When I planted bottle trees in my own garden twenty years ago, I set out to try to produce tall, slender “bottles”, by surrounding them closely with shrubs. I appear to have succeeded. Contrast my tree (right) with a nearby footpath specimen of about the same age (below), which has already developed a figure distinguished by portliness. Busting out of its britches, isn’t it? It’s a pretty tree, but not my preferred figure-type.
Bottle trees grow well on all our local soils, tolerating a great range of drainage and pH types. They are drought, bushfire, and frost resistant.
They sometimes drop some of their leaves in late winter, having a rather thin canopy for a month or two until the new leaves grow in spring.
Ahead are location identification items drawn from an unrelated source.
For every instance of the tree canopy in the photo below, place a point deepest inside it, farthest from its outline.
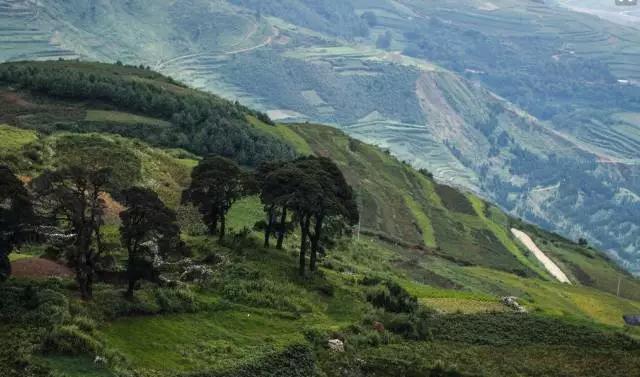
(216, 183)
(149, 231)
(316, 191)
(71, 198)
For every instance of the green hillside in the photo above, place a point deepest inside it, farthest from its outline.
(417, 77)
(450, 249)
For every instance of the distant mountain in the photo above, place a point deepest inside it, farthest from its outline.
(609, 10)
(530, 104)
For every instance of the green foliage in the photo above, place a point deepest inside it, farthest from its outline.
(204, 124)
(70, 340)
(294, 361)
(111, 304)
(518, 330)
(16, 217)
(390, 296)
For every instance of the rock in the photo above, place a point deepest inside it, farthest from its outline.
(336, 345)
(512, 302)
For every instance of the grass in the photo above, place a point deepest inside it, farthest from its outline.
(217, 340)
(503, 235)
(562, 300)
(285, 133)
(16, 257)
(13, 139)
(124, 118)
(65, 366)
(423, 221)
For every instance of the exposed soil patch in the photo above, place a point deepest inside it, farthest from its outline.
(39, 268)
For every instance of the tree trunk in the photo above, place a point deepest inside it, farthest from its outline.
(223, 226)
(131, 288)
(282, 231)
(83, 265)
(269, 229)
(213, 224)
(315, 242)
(304, 230)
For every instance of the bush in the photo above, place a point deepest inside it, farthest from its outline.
(110, 304)
(294, 361)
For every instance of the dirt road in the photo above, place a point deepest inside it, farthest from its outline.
(542, 257)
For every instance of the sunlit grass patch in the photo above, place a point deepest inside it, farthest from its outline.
(216, 340)
(12, 139)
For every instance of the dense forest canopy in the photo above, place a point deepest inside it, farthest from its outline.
(203, 124)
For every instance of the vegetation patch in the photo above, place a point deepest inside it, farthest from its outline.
(124, 118)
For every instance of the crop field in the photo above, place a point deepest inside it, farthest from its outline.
(13, 139)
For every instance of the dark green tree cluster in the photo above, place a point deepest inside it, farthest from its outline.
(203, 124)
(69, 204)
(71, 197)
(148, 230)
(315, 191)
(312, 191)
(217, 183)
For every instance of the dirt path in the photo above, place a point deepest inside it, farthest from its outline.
(542, 257)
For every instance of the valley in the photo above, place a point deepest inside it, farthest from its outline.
(451, 251)
(374, 74)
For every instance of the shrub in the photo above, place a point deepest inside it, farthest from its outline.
(294, 361)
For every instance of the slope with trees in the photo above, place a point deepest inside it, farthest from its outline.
(415, 287)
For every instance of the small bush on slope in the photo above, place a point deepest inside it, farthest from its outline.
(294, 361)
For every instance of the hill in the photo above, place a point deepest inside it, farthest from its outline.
(402, 75)
(450, 249)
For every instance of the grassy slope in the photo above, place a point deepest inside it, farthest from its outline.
(379, 176)
(259, 305)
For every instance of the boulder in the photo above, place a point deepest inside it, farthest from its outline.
(100, 361)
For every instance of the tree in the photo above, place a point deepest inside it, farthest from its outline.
(71, 197)
(147, 228)
(318, 194)
(334, 206)
(16, 217)
(273, 195)
(216, 184)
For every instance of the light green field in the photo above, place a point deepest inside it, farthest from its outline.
(284, 132)
(216, 340)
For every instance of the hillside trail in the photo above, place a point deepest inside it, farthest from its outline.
(553, 268)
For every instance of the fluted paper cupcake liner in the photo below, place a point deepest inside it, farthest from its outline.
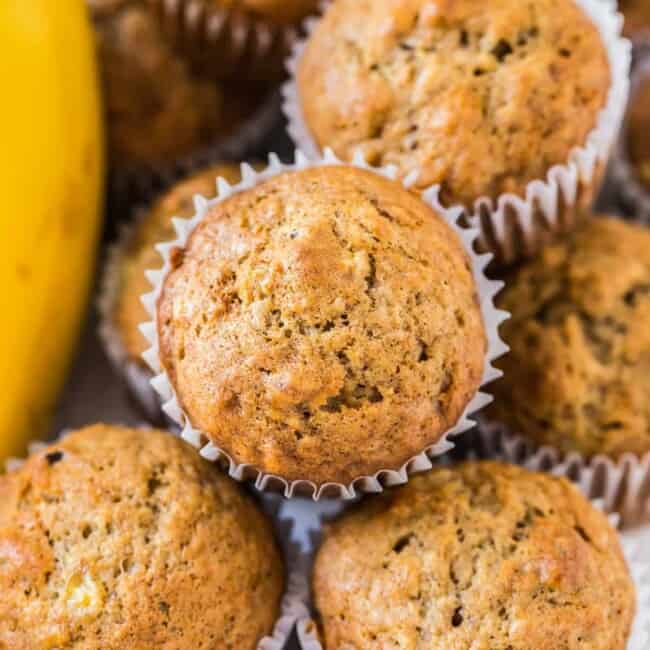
(633, 194)
(136, 374)
(308, 527)
(492, 318)
(129, 185)
(622, 484)
(516, 226)
(293, 606)
(244, 45)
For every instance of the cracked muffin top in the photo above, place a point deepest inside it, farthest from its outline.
(322, 325)
(125, 538)
(158, 107)
(478, 556)
(637, 17)
(578, 373)
(140, 256)
(481, 100)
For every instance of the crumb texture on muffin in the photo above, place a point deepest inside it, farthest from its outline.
(578, 373)
(154, 228)
(158, 108)
(481, 100)
(322, 325)
(481, 556)
(117, 538)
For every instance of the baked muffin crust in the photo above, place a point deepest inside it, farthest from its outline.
(481, 100)
(322, 325)
(155, 228)
(480, 556)
(578, 373)
(118, 538)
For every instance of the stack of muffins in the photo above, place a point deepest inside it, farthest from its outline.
(327, 327)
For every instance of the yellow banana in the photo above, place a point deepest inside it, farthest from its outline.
(51, 185)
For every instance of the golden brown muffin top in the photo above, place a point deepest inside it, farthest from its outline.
(481, 101)
(637, 17)
(277, 11)
(158, 108)
(479, 556)
(155, 228)
(638, 131)
(323, 325)
(120, 538)
(578, 374)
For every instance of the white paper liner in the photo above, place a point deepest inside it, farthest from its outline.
(136, 375)
(129, 184)
(492, 318)
(623, 484)
(512, 226)
(633, 543)
(633, 194)
(247, 46)
(293, 606)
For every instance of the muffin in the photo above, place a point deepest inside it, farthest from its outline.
(116, 538)
(481, 102)
(140, 255)
(322, 325)
(637, 17)
(479, 555)
(159, 109)
(277, 12)
(638, 131)
(578, 374)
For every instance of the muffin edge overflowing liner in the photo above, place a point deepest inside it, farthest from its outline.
(622, 484)
(136, 376)
(553, 196)
(492, 318)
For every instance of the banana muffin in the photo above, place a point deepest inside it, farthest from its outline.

They rarely drop them all, but as you see, my young tree, which has never done it before, has made a thorough job of its first leaf drop!
Gardening fashions of the last century and more seem to have aimed at obliterating all signs of local character in our built landscapes. So many suburbs, all over the western world, look much like any other suburbs. How disappointing to go overseas and find ourselves walking down streets that could have been in our own home towns!
So I love to see it - wherever I am, and whatever the local plants - when gardeners and local councils have put in plantings that say firmly “this is OUR place, and it’s unique and special”.
Bottle trees say this, most emphatically.